88% of staff think parental leave policies aid wellbeing

New research has revealed that 88% of employees and managers think that organisations with parental leave programmes show support for wellbeing, with 52% strongly agreeing with this.

Bright Horizons’ findings, which are comprised of responses from staff and managers who are users of the nursery and back-up care provider’s parental leave toolkit and parent transition coaching services, as well as a one-off impact survey looking at the overall effect of having a parental leave programme, highlighted that this sort of initiative is a critical way businesses can demonstrate commitment to staff wellbeing.

A total of 94% agreed that simply knowing their boss recognises the parental leave transition and provides a supportive programme, including digital coaching solutions that can be personalised by the user, or in-person or video-based coaching, encourages a positive view of the employer.

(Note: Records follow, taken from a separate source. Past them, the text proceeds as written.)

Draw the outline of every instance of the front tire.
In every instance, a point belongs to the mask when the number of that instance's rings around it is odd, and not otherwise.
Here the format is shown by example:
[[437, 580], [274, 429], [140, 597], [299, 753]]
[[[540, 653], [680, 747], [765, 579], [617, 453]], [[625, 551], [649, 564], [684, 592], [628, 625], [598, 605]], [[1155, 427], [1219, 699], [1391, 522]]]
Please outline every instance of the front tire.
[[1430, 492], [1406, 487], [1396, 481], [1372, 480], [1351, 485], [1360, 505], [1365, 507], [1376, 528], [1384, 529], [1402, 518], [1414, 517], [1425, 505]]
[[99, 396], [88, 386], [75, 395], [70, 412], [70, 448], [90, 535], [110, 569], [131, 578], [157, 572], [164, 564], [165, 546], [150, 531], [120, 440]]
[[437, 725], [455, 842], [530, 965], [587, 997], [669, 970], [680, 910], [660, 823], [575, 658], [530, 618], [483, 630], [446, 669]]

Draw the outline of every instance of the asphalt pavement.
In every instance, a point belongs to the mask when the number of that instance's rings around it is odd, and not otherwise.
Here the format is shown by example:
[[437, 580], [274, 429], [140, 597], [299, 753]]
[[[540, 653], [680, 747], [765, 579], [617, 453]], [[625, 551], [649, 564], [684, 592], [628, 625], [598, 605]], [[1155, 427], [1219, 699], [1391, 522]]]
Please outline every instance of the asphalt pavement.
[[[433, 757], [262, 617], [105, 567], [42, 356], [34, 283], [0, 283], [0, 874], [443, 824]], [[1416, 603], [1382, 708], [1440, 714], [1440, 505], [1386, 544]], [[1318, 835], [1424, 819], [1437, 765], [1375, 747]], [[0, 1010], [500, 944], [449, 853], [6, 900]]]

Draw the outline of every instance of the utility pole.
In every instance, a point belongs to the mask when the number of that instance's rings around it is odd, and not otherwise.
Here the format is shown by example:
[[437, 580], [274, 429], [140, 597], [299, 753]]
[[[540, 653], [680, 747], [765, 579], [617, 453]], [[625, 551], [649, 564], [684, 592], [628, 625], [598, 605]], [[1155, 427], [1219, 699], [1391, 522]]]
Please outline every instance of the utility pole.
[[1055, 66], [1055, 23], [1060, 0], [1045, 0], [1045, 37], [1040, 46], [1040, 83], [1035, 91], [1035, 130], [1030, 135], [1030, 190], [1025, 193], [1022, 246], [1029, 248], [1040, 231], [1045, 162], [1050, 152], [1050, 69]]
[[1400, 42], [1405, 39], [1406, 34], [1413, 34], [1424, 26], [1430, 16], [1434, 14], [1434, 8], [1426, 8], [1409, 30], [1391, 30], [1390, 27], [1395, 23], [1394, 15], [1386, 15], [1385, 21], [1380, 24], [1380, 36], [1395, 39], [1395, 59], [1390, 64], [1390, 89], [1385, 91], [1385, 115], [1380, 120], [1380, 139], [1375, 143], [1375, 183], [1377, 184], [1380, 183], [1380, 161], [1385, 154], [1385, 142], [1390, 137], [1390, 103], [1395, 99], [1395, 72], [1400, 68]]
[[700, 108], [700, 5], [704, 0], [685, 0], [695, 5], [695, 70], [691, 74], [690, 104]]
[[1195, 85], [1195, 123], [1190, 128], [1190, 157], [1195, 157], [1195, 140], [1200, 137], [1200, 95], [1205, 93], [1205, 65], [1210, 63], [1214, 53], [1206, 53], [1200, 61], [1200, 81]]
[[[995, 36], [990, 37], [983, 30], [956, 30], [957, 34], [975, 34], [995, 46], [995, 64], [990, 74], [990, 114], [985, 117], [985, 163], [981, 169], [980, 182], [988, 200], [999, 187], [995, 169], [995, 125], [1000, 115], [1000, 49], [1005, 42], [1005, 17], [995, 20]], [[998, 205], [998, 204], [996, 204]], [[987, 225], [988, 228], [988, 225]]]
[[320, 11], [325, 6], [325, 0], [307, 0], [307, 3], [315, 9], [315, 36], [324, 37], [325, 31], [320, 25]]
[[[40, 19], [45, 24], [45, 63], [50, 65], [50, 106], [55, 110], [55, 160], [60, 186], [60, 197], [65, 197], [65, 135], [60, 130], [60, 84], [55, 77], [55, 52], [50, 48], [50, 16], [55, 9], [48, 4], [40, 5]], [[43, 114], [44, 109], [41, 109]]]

The findings highlighted that parental leave transition often leads to careers stalling or derailing for working mothers, resulting in a widening of gender pay gaps. However, 88% of respondents said that having a parental leave programme in place helps working parents to keep their careers on track, and nearly eight in 10 (79%) agreed that having a formal parental leave programme at work gave them confidence in taking time out.

Jennifer Liston-Smith, head of thought leadership at Bright Horizons Work+Family Solutions, commented that feedback shows that a good parental leave programme enhances talent retention, with clients typically seeing a 12 to 14 percentage point uplift in the number of leave takers returning to their business.

“This represents considerable cost savings as well as an enhanced employee experience. This research shows that a parental leave offering which combines an online or app-based programme with expert coaching and advice provided in-person or virtually, achieves key personal and professional objectives for both the individual and the employer,” she said.